Notons d'abord que ce mont n'a jamais été escaladé, par crainte d'offenser les divinités censées y résider. Il faut que cette crainte soit forte et qu'elle dépasse les superstitions habituelles ! Le Kailash a une altitude de 6714 m et des montagnes plus rudes ont été vaincues. Il faut reconnaître que ces divinités de l'hindouisme, du bouddhisme ou du bön sont violentes et effrayantes. Citons par exemple Shiva qui y réside et dont le pouvoir n'est rien moins que celui de la destruction du monde...

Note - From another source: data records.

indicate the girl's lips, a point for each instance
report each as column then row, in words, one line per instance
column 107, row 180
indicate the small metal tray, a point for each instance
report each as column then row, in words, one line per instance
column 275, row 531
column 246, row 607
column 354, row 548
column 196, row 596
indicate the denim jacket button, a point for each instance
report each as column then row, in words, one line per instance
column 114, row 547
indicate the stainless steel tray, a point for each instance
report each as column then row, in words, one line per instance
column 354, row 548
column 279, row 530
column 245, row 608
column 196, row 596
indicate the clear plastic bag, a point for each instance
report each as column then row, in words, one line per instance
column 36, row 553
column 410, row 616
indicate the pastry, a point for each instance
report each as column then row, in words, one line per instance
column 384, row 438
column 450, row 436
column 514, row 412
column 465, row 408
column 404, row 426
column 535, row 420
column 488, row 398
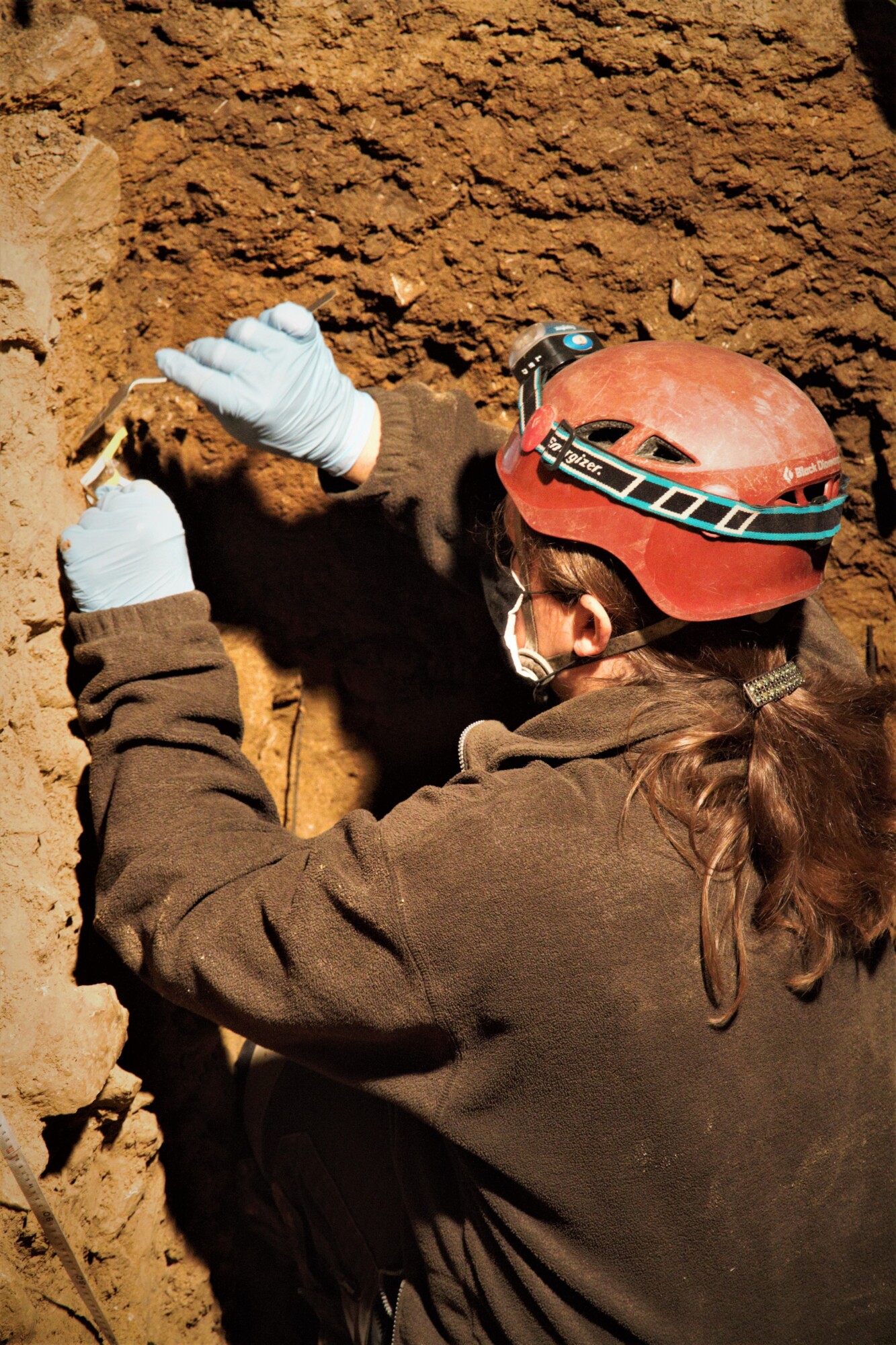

Ce récit de voyage est consacré strictement aux péripéties d'un cheminement difficile et aux rencontres qu'il a permises. On découvre, entre autres, combien ce bouddhisme populaire est terre à terre et surtout sans passion. Le monde est ainsi et les divinités sont là. Un point c'est tout. Un pèlerin, en grande prosternation, c'est-à-dire allongé sur le sol face à ses dieux, n'hésitera pas, dans cette position à vous faire un sourire à votre passage pour vous saluer, vous l'étranger. On est loin de l'abstraction hargneuse de nos monothéismes qui se glorifient d'exclure et de massacrer. Même si l'histoire doit aussi retenir les violences commises par ces religions, y compris dans ce Tibet idéalisé par l'Occident.
Au-delà des hommes, c'est aussi ces paysages exceptionnels que CTh nous aide à imaginer. Ayant fait ce voyage en 1998, je crois pouvoir affirmer que je n'ai trouvé nulle part un auteur les décrivant aussi bien, dans leur silence et leur immensité minérale. C'est un autre monde que ce plateau tibétain de l'Ouest, presque vide, aux ciels immenses et aux horizons démesurés qui tolère le voyageur. Nous y sommes ailleurs, comme au coeur d'une abstraction où les hommes ne pèsent pas lourd. Une expérience inoubliable que ce récit conforte parfaitement.
Un regret : cette partie du Tibet, le Guge, a été le lieu d'un royaume important vers l'an mil, mal connu, mais qui a laissé des restes architecturaux magnifiques encore visibles et des peintures impressionnantes, refaites de nombreuses fois, en particulier au 15e siècle. Deux centres sont particulièrement remarquables, Töling et surtout Tsaparang. Le livre n'en dit rien. Dommage, car cela fait partie de la magie des lieux.
Ce récit est une grande réussite qui sait communiquer à la fois ce que ce pays a d'exceptionnel, mais aussi d'humain, proche de nous. C'est ce pays qui nous parle, non ses dieux.